Joignant le geste à la parole, il lui mit dans les mains une tasse fumante. Ce changement d'attitude était étonnant, Hans se doutait que le Capitaine y était sans doute pour quelque chose, mais il n'était pas rassuré pour autant... Guterman semblait avoir envie de discuter, et Hans n'en avait pas envie du tout.

Un autre marin, Ludwig Baltz, était aux côtés de Guterman. il semblait suivre leur conversation avec intérêt.

— Toujours cette femme en rouge avec du sang, pas vrai ? poursuivit Guterman.

— Oui, toujours.

— Et toujours avec les pierres précieuses.

— heu... oui je crois,

— des pierres comme celle-ci ?

Guterman lui montra l'émeraude, Hans eut un hoquet de surprise.

— Ou avez vous trouvé ça ?

— C'est sans importance Hans, il n'y a que deux choses qui comptent, c'est que nous avons une petite idée de ce qui s'est passé en Islande — notre passager fait un petit trafic et il a très probablement tué quelqu'un pour se couvrir —, et la seconde est que cette pierre vaut une petite fortune et que si le coffre en est plein, comme je le pense, il y en a assez pour que chaque personne à bord de ce bâtiment puisse vivre comme un pacha jusqu'à ses cent vingt ans. Seulement pour ça, il faut qu'on fasse son affaire au sorcier et que tu sois avec nous, tu comprends ?
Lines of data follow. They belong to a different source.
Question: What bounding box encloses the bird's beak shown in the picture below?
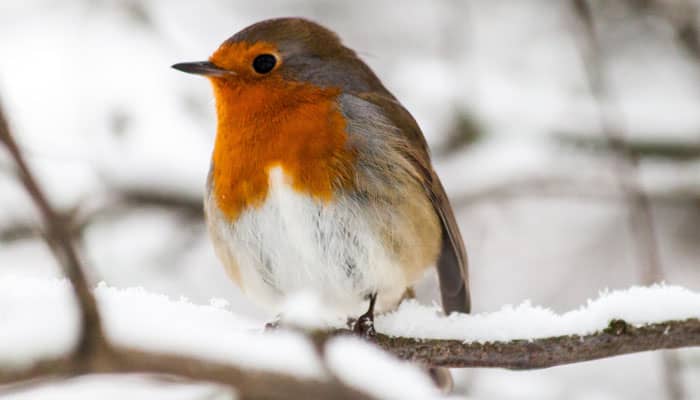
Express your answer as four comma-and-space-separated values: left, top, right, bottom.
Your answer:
172, 61, 236, 76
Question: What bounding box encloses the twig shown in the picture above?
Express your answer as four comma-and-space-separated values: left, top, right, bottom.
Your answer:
378, 319, 700, 369
0, 97, 104, 357
572, 0, 685, 400
0, 93, 378, 399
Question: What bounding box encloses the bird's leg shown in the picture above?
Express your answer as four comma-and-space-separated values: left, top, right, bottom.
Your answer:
352, 293, 377, 338
265, 315, 282, 331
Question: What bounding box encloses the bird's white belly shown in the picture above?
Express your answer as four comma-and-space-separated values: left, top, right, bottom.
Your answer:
213, 168, 408, 314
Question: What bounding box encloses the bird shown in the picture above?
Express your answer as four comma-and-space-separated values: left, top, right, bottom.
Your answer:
172, 18, 471, 336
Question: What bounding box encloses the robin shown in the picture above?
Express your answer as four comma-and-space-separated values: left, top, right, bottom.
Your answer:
173, 18, 470, 335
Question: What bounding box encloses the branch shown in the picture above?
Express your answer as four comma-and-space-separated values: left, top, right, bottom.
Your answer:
0, 347, 370, 400
0, 98, 104, 357
0, 95, 378, 399
377, 319, 700, 370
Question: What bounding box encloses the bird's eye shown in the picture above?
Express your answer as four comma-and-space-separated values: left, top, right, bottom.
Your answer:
253, 54, 277, 74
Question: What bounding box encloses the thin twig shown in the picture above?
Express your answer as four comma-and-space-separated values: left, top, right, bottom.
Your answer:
572, 0, 685, 400
0, 97, 104, 357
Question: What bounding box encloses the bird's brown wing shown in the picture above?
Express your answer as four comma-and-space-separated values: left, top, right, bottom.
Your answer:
354, 92, 471, 313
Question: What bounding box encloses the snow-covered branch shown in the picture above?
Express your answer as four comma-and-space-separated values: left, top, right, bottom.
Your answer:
378, 319, 700, 369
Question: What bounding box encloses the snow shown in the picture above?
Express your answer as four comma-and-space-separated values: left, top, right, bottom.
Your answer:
325, 337, 439, 400
376, 285, 700, 342
0, 276, 700, 376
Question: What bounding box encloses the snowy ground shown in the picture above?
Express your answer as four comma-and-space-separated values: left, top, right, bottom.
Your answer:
0, 276, 700, 399
0, 0, 700, 400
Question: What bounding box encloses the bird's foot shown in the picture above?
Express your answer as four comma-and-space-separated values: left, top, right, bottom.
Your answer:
352, 314, 377, 339
352, 293, 377, 339
265, 315, 281, 331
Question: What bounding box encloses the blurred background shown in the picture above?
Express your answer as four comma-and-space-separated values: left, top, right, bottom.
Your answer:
0, 0, 700, 400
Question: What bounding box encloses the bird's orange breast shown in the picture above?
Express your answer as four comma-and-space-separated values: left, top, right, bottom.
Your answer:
211, 73, 354, 220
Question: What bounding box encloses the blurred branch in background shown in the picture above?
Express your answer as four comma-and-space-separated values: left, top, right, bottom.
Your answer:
0, 92, 370, 399
571, 0, 697, 400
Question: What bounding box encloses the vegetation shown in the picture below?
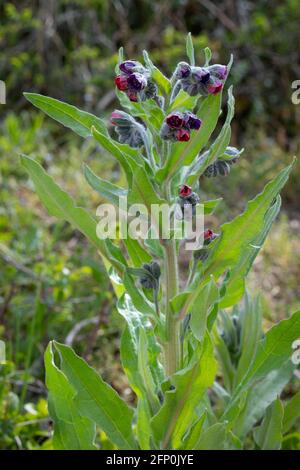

— En plus, intervint Ludwig, tu es un patriote n'est ce pas ? Ce qu'on vient d'entendre ne laisse aucun doute sur ce point. Et si le «Sorcier Juif» abuse de la confiance de notre état-major pour ses trafics personnel, c'est notre devoir d'y mettre fin.

— Oui... je veux dire non! balbutia Hans qui commençait à s'affoler. Vous n'avez pas la moindre idée de ce qui s'est passé en Islande et de toute façon, le coffre n'est pas rempli de pierres précieuses... enfin, pas uniquement...

— Chut ! fit soudain Guteman.

Tout trois tendirent l'oreille. Un homme se retourna sur sa couchette en grognant puis le silence revint.

— Prends le temps de réfléchir Hans, chuchota Guterman. Avec nous trois et Karl qui est dans le coup, ça fait quatre part. Avec la moindre pierre qui vaut une véritable fortune, je te laisse deviner ce que tu pourrais faire avec la tienne... Prends le temps d'y réfléchir et on en rediscutera plus tard.

Les deux marins s'éloignèrent, laissant Hans Feuerbach à ses angoisses et ses cauchemars. Mais un homme n'avait rien manqué de leur conversation: le sergent Friedrich Albrecht, aumônier du bord.